Older adults who have dementia as well as influenza or pneumonia and live in rural or other areas where access to care is limited may run an even higher risk of complications from these infections. Among other things, people in such areas have to travel further to get healthcare, and this delays care.
New Research in the Journal of the American Geriatrics Society
To get a better sense of how dementia and access to healthcare affect seniors' risks of complications from flu and pneumonia, researchers recently studied the Medicare records of older adults hospitalized for the two diseases between 1998 and 2002. All told, the researchers studied more than 6.25 million records.
The researchers found that seniors with dementia who were hospitalized with the flu had more severe conditions and worse outcomes than those without dementia. This could be because it took longer for these older adults to get treated or because their treatment was "less than adequate." The death rate for older patients who had dementia and were hospitalized with influenza was one and a half times the death rate for all seniors hospitalized with the flu. In addition, high hospitalization rates were 4.5 times more common in rural areas than in cities and other urban areas.
"Poor access to health care...and insufficient quality of health care" in these areas may result in "costly hospitalizations due to complications that can be avoided by preventive and appropriate care," the researchers write in the Journal of the American Geriatrics Society.

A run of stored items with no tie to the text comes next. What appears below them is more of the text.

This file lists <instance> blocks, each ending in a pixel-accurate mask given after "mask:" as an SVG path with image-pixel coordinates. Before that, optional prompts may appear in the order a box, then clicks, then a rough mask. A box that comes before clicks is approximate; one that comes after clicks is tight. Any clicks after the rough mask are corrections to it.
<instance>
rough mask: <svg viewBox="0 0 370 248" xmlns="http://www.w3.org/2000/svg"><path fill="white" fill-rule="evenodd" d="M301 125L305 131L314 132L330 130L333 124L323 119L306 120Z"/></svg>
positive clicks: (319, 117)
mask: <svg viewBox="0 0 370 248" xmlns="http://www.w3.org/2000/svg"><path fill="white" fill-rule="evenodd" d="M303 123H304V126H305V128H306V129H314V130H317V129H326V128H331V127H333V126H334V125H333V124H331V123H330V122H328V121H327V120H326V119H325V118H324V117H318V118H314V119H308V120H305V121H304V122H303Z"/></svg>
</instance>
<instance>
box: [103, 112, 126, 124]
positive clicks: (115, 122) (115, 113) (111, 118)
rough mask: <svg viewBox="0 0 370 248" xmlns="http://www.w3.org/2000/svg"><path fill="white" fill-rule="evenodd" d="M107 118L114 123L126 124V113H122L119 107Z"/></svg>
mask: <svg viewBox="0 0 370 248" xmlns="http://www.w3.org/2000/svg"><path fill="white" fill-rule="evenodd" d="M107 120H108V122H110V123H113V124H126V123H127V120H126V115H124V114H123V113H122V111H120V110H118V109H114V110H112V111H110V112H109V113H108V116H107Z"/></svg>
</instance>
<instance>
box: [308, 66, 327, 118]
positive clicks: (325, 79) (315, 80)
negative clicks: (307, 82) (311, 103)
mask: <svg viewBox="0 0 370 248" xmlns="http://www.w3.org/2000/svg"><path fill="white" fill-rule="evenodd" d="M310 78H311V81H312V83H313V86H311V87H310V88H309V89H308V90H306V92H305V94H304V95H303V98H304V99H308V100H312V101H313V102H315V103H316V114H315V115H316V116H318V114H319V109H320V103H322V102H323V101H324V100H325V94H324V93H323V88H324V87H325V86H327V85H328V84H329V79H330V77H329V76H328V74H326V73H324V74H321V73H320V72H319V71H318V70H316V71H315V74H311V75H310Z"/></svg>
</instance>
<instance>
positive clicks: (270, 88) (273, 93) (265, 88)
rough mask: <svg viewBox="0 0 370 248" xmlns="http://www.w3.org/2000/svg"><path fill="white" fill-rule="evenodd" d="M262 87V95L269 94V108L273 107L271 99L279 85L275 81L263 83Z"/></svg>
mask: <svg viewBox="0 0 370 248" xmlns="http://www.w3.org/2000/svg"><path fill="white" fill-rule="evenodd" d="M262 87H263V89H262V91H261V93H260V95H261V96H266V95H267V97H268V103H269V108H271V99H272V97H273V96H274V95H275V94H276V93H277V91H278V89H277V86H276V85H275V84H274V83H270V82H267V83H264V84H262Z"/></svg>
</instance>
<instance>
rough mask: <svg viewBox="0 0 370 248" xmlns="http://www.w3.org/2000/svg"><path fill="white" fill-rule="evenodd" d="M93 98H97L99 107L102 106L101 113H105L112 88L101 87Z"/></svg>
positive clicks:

They conclude by saying that policy makers and health care administrators need to plan appropriate services for patients with dementia and make sure that they have better access to care and better outcomes.
What Should I Do?
Tell your healthcare provider immediately if you or an older loved one has symptoms of influenza: a high fever, chills, severe headache, muscle aches, chest pain and cough, ask for influenza testing; inquire information on safe and effective vaccination before the start of an influenza season.
The summary above is from the full report titled, "Pneumonia and Influenza Hospitalizations in Elderly with Dementia." It is in the December 2009 issue of the Journal of the American Geriatrics Society (Volume 57, Issue 12). The report is authored by Elena N. Naumova, PhD, Sara M. Parisi, MPH, Denise Castronovo, MS, Manisha Pandita, BA, Julia Wenger, MPH, and Paula Minihan, PhD.